At the U.N., Life Imitates ‘Team America’

Kim Jong Il: Hans Brix? Oh no! Oh, herro. Great to see you again, Hans!

Hans Blix: Mr. Il, I was supposed to be allowed to inspect your palace today, but your guards won’t let me enter certain areas.

Kim Jong Il: Hans, Hans, Hans! We’ve been frew this a dozen times. I don’t have any weapons of mass destwuction, OK Hans?

Hans Blix: Then let me look around, so I can ease the UN’s collective mind. I’m sorry, but the UN must be firm with you. Let me in, or else.

Kim Jong Il: Or else what?

Hans Blix: Or else we will be very angry with you”¦ and we will write you a letter, telling you how angry we are.

On balance, reality may be more farcical than parody. The real Kim Jong Il doesn’t deny having WMD’s.

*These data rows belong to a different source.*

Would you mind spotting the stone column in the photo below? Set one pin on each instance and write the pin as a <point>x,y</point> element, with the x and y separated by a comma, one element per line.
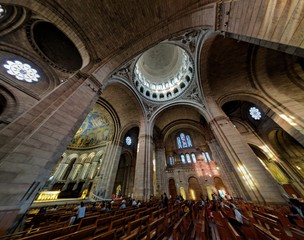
<point>225,168</point>
<point>160,161</point>
<point>245,169</point>
<point>109,168</point>
<point>32,144</point>
<point>143,183</point>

He demonstrates them (if ineptly). But his mockery of the U.N. lacks no trappings of contempt but a trap door … over a shark tank. The following quote is not from “Team America:”

“Our military will continue with missile launch drills in the future as part of efforts to strengthen self-defense deterrent,” said the statement, carried in state-run media.

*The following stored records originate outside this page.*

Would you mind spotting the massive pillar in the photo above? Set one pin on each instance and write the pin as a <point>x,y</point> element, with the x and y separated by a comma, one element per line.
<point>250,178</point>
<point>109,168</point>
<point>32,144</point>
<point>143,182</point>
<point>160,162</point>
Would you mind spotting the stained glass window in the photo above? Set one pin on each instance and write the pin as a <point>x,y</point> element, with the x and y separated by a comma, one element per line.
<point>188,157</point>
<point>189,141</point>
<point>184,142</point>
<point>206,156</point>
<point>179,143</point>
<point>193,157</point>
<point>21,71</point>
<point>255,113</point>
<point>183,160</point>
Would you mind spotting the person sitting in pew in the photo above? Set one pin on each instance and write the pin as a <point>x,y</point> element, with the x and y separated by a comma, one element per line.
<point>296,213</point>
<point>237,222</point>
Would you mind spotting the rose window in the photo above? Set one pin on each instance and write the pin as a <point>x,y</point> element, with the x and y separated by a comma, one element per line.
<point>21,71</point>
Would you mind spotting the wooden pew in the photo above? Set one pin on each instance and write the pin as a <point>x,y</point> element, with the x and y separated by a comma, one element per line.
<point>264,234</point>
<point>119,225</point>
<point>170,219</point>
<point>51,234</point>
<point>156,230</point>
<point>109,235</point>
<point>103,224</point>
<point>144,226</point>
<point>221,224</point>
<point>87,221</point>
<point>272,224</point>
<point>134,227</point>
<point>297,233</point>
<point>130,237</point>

“If anyone intends to dispute or add pressure about this, we will have to take stronger physical actions in other forms.”

Ready for the firm and unified response of which we were assured? Well, it depends on who you believe. John Bolton claims that Japan’s proposed resolution, which would deny North Korea the materials and funds to make more missiles, has “broad and deep support.” Yet that seems less than clear:

Russia’s deputy U.N. ambassador told The Associated Press that Moscow would not back sanctions, as the resolution calls for. Instead, Russia wants the council to pass a nonbinding presidential statement with the goal of getting North Korea back into six-party talks on its nuclear program.

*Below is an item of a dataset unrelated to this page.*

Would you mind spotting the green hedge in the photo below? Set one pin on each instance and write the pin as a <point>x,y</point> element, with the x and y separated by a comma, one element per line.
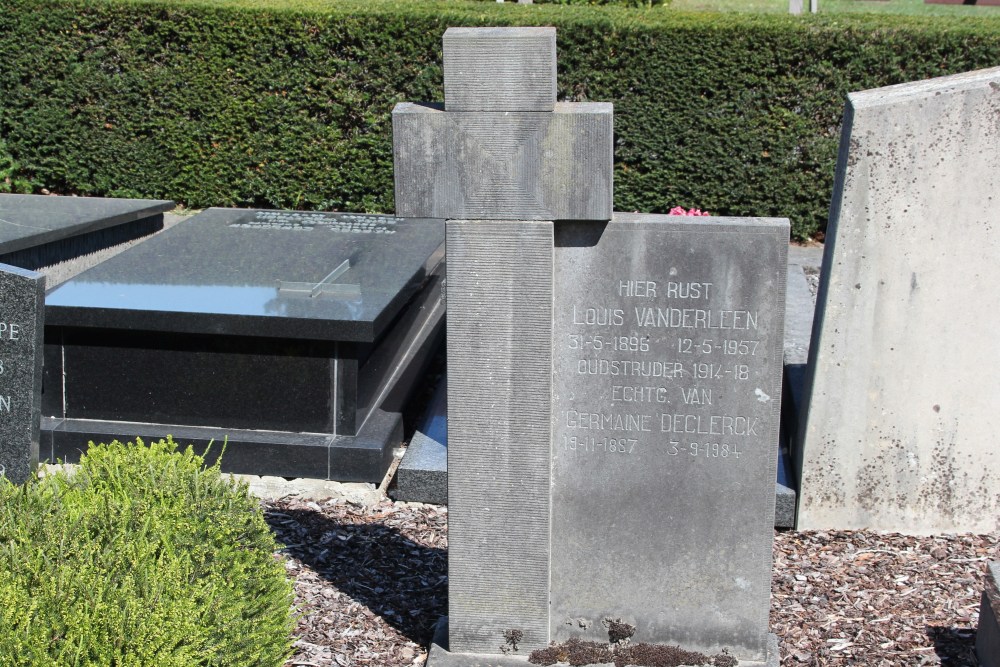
<point>225,103</point>
<point>142,557</point>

“No, we don’t think that sanctions is the instrument, the leverage which is to be employed right now and right here,” Konstantin Dolgov told the AP.

A non-freaking-binding presidential statement? Has this guy acquired a crack habit? This may be the Abyssinia moment when sober historians will eventually agree that the United Nations became, irredeemably, what the League of Nations became before it: a kabuki theatre for tyrants to play out their cynical and pecuniary machinations. We may as well recognize the institution’s name for the oxymoron it has become. The nations are not united. We have national interests. And for all our imperfections and disagreements, we still share a consistent set of values with many other individual democracies. We must protect those interests, multilaterally or otherwise.

Russia wouldn’t be saying that if China weren’t taking a similar position, which, as James pointed out already, it is. China actually has the cojones to say it’s not their problem that their client threatens our national security. I read that as license to pursue our interests without regard to the amount of Chinese assets we collaterally freeze, or whether it ultimately brings down the Bank of China. While that’s not the best outcome for anyone, it’s probably cheaper than replacing a city, and it certainly doesn’t rule out more incremental pressure on China’s exports or currency.

I’ve already pointed out that we have a wide range of realistic ways to put a firm grip between Kim Jong Il’s collarbone and his chins, up to and including robust enforcement of the Proliferation Security Initiative that would constitute a de facto blockade.

Or, we could simply extend this Great American puss-out until North Korea has the quantities, warheads, and silos to pose a genuine and fully transferrable threat. There is an even greater danger in this, however: North Korea will have demonstrated that no one will stand in its way, no matter how flagrant its behavior. That vastly increases the danger of some horrible malice or miscalculation becoming a causus belli.

Just to help me underscore the point, the North Koreans show every sign of preparing more tests, possibly to include another Taepodong II. It would be a lovely “coincidence” if this one also fails during its first stage. That seems more likely than effective action by the United Nations.